Et c’est ce qui nous a fasciné chez schumi1 en 2019-2020, année où sa productivité s’est intensifiée, et son identité singularisée. Ludovic Capillon refuse les productions génériques, passe-partout, ces type-beats trap qui donnent parfois aux prods de rap français des airs de riddims monotones. Chacun de ses morceaux a quelque chose qui accroche l’oreille, et déstabilise l’auditeur : une idée, une dissonance, une fêlure, un contraste. En octobre, toujours aux côtés de Marty de Lutèce, sur le morceau Comment faire, le producteur fera ainsi dialoguer une rythmique aux influences 2 step avec une mélodie intrigante, permettant au rappeur de chanter sa mélancolie sur une production up-tempo. On retrouvera le même jeu de contrastes entre la rythmique et la mélodie un mois plus tard, quand schumi1 mixera et produira en grande partie (en collaboration avec King Doudou) l’EP Poster du lyonnais, et en particulier le morceau Monday. En effet, sur cette piste, la mélancolie de la mélodie vient répondre de manière touchante à la rythmique reaggaeton, créant un de ces morceaux rares, sur lesquels on ne sait pas trop si l’on doit pleurer ou danser.

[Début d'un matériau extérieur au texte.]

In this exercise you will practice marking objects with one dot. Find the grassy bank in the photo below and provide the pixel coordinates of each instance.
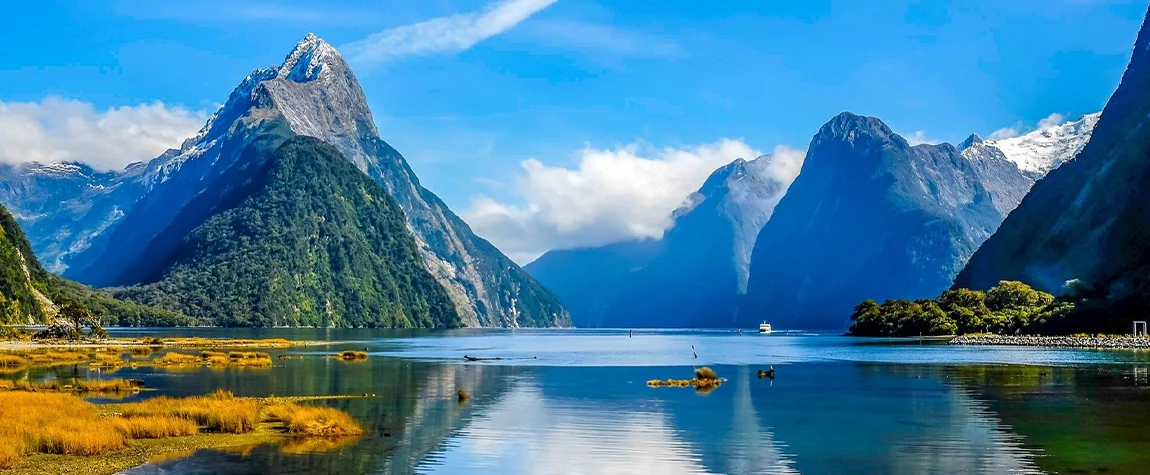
(48, 431)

C’est cette même capacité à faire danser et rêver en même temps que l’on retrouvera sur l’un des morceaux les plus aboutis de l’année du rap français, produit par schumi1 : Vincent de Zuukou Mayzie (un des collaborateurs fréquents du beatmaker), ballade joyeusement mélancolique, planante et nocturne, qui vient rappeler les rêveries de Nujabes.
Mais on ne va pas vous passer en revue toutes les productions de l’année de schumi1, avec Jonny Vegas ou lowhp. Décrire la cohérence et la diversité qui les traversent serait aussi minutieux que périlleux : capable de passer d’une production funk et organique (Les vêtements) à une autre électronique et brutale (Milano) au sein d’un même EP (Première fois de jäde), Ludovic Capillon a montré cette année sa personnalité affirmée, qui permet paradoxalement de mettre en lumière l’univers des artistes avec qu’il collabore.

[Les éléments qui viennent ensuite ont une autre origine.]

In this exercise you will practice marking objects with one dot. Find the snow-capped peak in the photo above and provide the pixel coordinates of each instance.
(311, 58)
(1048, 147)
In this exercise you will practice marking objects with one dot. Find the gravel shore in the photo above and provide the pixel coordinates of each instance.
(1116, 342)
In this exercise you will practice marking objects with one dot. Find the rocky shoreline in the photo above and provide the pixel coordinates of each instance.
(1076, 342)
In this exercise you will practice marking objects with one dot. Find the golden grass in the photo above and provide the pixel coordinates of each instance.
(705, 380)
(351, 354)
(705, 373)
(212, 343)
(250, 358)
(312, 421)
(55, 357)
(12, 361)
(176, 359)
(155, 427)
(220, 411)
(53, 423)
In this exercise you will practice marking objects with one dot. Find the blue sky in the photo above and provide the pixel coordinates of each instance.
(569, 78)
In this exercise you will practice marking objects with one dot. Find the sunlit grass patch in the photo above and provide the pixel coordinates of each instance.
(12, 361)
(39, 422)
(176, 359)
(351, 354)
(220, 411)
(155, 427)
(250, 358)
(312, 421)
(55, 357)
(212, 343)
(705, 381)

Qu’attend-on de lui cette année ?
On peut même se demander si schumi1 n’a pas la stature pour assumer un vrai travail de direction artistique, et si ce n’est pas vers et horizon qu’il pourrait se diriger lors de ses prochains projets. A la manière d’un P’ierre Bourne (avec lequel il partage le goût d’un son électronique brut et parfois chaotique), l’artiste semble aspirer à une conception globale des albums, plutôt qu’à la simple création de pistes éparses. On a ainsi pu voir cette perspective s’affirmer sur les albums de deux membres du groupe Saturn Citizen (qui fait partie de Lyonzon) parus cette année, et auxquels schumi1 a participé : BU$HI et Mussy.
Sur la première BU$HI tape, le producteur a ainsi mixé et masterisé plus de la moitié des morceaux, donnant à la mixtape une empreinte volontairement lo-fi, électrique, où une voix sous-mixée émerge d’un monde spatial et brumeux. Sur un morceau comme Beach house, schumi1 synthétise tout son savoir-faire : un sample audacieux qui donne au titre sa dimension planante (le morceau tire son nom du groupe de dream pop qu’il sample), une rythmique qui ne va pas chercher dans la facilité de la TR-808 (Ludovic Capillon est aussi batteur), et un mix étouffé et travaillé. Sur la version 1.5 de la tape, le producteur prend encore du poids, son nom se trouvant dans les crédits de la quasi-totalité des morceaux, y laissant s’exprimer son penchant pour la saturation lofi, les samples de dream pop électronique indie, et les rythmes inattendus.
Mais c’est sur le projet de Mussy que schumi1 assume le mix et le mastering de la totalité des morceaux. Il en ressort un projet aussi étouffant que rêveur, où les rythmiques s’entrecroisent sur des samples hypnotiques. C’est aussi l’un des projets où le producteur assume le plus l’influence de rythmiques issues des musiques électro. Sur le morceau Dring, mixé, masterisé et arrangé par schumi1, des rythmes déstructurés tous droits sortis des scènes électroniques les plus froides (Detroit, Berlin) viennent dialoguer avec un sample rêveur de guitare. Encore une fois, le contraste; encore une fois l’écart; encore une fois la distorsion; encore une fois la pureté du rêve et la confusion des machines. Schumi1 est venu déstructurer le rap français au moment où il en avait le plus besoin. Alors, on a hâte de l’entendre prendre les commandes de nouveaux projets cette année.